Understudy – Teach a Desktop Agent by Demonstrating a Task Once

Understudy, a new open-source macOS agent from Understudy AI, skips the workflow configuration that makes most desktop automation tools a slog. You show it a task once; it handles it from then on. The project ships under the MIT license and is available on npm.

It runs across the GUI, browser, shell, file system, and seven messaging platforms — Telegram, Slack, Discord, WhatsApp, Signal, LINE, and iMessage — from a single agent loop, with no separate integrations required.

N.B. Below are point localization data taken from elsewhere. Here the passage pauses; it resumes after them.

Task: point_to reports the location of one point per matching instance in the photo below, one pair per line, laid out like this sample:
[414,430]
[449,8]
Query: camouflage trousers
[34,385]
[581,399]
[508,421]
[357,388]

The design separates two problems that computer-use agents often blur together: deciding what to do, and finding exactly where on screen to do it. A dedicated grounding model handles the targeting half, using crop refinement and retry logic to land accurately on ambiguous UI elements and icon-only controls. The project reports 30/30 on its internal benchmark, though how that benchmark holds up against real-world UI diversity is a question the documentation doesn't fully answer.

Demonstrations are captured as two parallel tracks: a screen recording and a Swift-based semantic event stream. Rather than replaying these as a fixed script, the system analyzes them to extract intent, parameter slots, and success criteria, writing the result to a human-readable SKILL.md file. Because skills are re-grounded against live screenshots at runtime rather than locked to pixel coordinates, they should survive the UI updates that routinely break conventional macro automations.

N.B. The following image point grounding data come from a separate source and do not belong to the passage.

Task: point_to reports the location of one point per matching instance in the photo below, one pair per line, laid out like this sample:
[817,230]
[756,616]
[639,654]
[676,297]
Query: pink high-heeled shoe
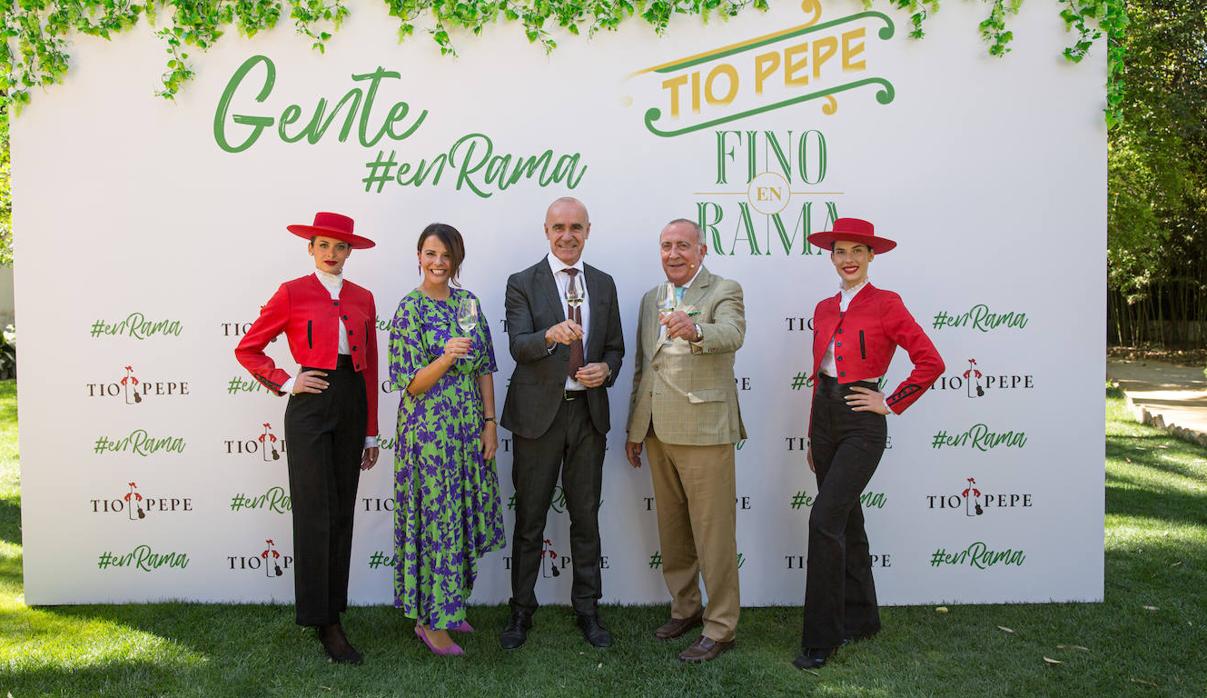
[453,650]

The project is built around a five-layer roadmap. Layers 1 and 2 — running software natively and learning from demonstrations — are fully shipped. Layers 3 and 4, covering persistent memory and route optimization, are partially implemented. The route optimization piece is worth watching: as the agent accumulates experience with a given task, it's designed to graduate from GUI replay toward faster execution paths through CLI, direct API calls, or browser automation. Layer 5, proactive autonomy, is the stated long-term direction.

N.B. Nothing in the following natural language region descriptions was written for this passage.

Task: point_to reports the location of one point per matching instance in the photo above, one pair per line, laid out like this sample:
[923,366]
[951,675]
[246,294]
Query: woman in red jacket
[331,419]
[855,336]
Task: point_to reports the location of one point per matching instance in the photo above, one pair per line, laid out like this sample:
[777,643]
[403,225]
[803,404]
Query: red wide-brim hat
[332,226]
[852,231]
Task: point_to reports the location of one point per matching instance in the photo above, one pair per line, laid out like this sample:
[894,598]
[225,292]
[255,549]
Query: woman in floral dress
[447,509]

Understudy supports multiple model providers. Its documentation is bilingual and it has an active Discord community. The field it's entering is crowded — Anthropic's Computer Use, Microsoft's Copilot agent efforts, and a growing list of open-source tools all cover overlapping ground. But requiring users to do nothing more than demonstrate a task once is a meaningful point of difference, and a deliberate one.